I have two blog posts in draft form sitting in nvALT at the moment. One is about my time mentoring students at Red Academy. Another is about the hiking and camping trips I’ve taken over the last year. Add to that another half-dozen ideas that have been percolating in my head for far too long and it all adds up to feelings of disillusionment, discouragement, and discontent.
It’s never been easier to publish writing online. Hell, it’s never been easier to publish just about anything online. It’s not a technical challenge I face. It’s a psychological one.
Truth is, those same feelings apply to a number of areas in my life. I do not feel that I’m living up to my potential, nor do I feel a true sense of what the limit to that potential is. It’s not a matter of talent or inspiration or even time. It’s a matter of discipline.
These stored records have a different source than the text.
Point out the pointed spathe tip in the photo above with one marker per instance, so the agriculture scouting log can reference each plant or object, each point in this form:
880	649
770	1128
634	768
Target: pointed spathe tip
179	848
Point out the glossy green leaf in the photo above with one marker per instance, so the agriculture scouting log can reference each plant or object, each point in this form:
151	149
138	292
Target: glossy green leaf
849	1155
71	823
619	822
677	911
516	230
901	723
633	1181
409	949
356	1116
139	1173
And discipline is born of routine.
In 2013, Julie Zhuo made a commitment to herself to write once a week. Her first post — a denunciation of January — has absolutely nothing to do with her article about Imposter Syndrome that brought her work to my attention. Nor did it have anything to do with the lessons she’s shared from her career on Facebook’s product design team. But that article set her on a path that has enriched not only her own life but the lives of thousands upon thousands of designers around the world, yours truly included.
I have long dreamed that my work would have that kind of effect. That the words I transmit over these wires would impact people the way countless others’ have impacted me. But I’ve allowed fear and doubt prevent me from even trying.
Two weeks ago, I attempted and failed for the second time to complete Shawn Blanc’s Focus Course. Despite the fact that I designed his website and had access to the content well before it was published publicly, I neglected to take advantage and allow it to cause the type of change I’ve witnessed it cause in others. It’s not that I haven’t had the time. With no kids, no pets, and an enviable work/life balance, I have no excuse.
Back when I was recording the Hundred Down podcast, one of the key things that kept me going was the accountability and encouragement from our listeners. Their support combined with that of two good friends gave me the strength to lose nearly sixty-five pounds in a matter of months. When I gave up, it had been several months since we had recorded a podcast. I had secluded myself to a windowless basement apartment and settled in for a long winter.
Save for popping up to post the ocassional offensive joke on Twitter and, more recently, share my experience working with HabitStack, I’ve still been living in hibernation.
While my team and I have been growing and building awesome products, I’ve been silent about the mistakes we’ve made and what we’ve learned from them. While I’ve been learning about and practicing design sprints, I haven’t shared my experience and how this wonderful tool can help people in any industry solve really tough problems.
That’s not how I envisioned my life would be. That’s not why I’ve spent over 10 years publishing my thoughts online. I did it so I could find a community of like-minded people who just want to create something amazing and learn from those around them.
It’s not January, but like Julie I think it’s time for me to make a resolution. I resolve to write and publish something — anything — once a week. It might not be good and it likely won’t be well-received. But if I don’t start fucking up now, then when?